Helen Barber is a leading light on blue-green infrastructure in the UK’s large and diverse ecology team. Having worked across public and private sectors, along with academia, she embraces the importance of collaboration to drive change. She has been involved in some of the largest and most complex developments, projects and policy agendas in the region and internationally. She is a steering committee member of the UK Business and Biodiversity Forum which supports businesses in integrating nature in their value chains and decision making.

What inspired you to join the industry?

My background is in landscape architecture, town planning, catchment delivery, and ecology, with an applied doctorate in biodiversity obstacles and solutions. There is so much happening both in academia and industry to address the global twin tracked environmental crises of the climate emergency and now, increasingly the biodiversity emergency. Joining AECOM offered a wealth of diverse opportunities in both strategy development and practical implementation with clients to drive real change on these two issues, which was really appealing.

What is your favourite AECOM project that you’ve worked on and why?

This is tricky to answer, as I’m all about diversity of experience and multi-disciplinary collaboration. I hugely enjoyed working on the Warwickshire Sustainable Futures Strategy, which involved lots of discussions, detangling, and prioritising of important objectives and actions to provide the County Council with a framework for achieving a biodiverse and sustainable vision, and actions for 2050.

Developing policy and thought positions also provide a real buzz for me, so leading the organisational response to the government consultation on Biodiversity Net Gain (BNG), collaborating with Sheffield Hallam University on Green Finance, and joining the UK Business and Biodiversity Forum (UKBBF) steering committee are also really rewarding. The UKBBF is helping organisations understand and embed the value of biodiversity and nature into their decision-making processes – a collaborative effort which can drive real change.

Tell us a story of how your work positively impacted the community

I enjoy communicating with large landowners on shared visions for biodiversity and bringing nature into proposed strategies. A good example of this was investigating the off-site added biodiversity gains surrounding the proposed A27 Arundel bypass in England.
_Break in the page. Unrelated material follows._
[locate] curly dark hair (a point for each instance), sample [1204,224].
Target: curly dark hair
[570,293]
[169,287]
The project incorporated a site meeting at Knepp Estate to discuss the ‘weald to waves’ biodiversity network vision which involves landowners with a passion to care for nature and encourage the enhancement of biodiversity on their properties.

This was a fabulous experience for the team, especially to witness the unusual sight of storks flying about their gigantic nests. The intention here is that our client will purchase additional habitat units (on top of the soon to be mandatory 10 percent on site) and restore some agricultural land into a more biodiverse habitat, which will also provide greater connectivity for species in the surrounding area.

Share a piece of career advice

The best career advice I can give based on my own trajectory, is to try anything and push your boundaries outside your own discipline by working with others. Effective collaboration (which involves a lot of listening and understanding the agendas and needs of others) is how to make a real difference. Often many new opportunities are organic and can’t be too planned, so grasp them with enthusiasm when they present themselves.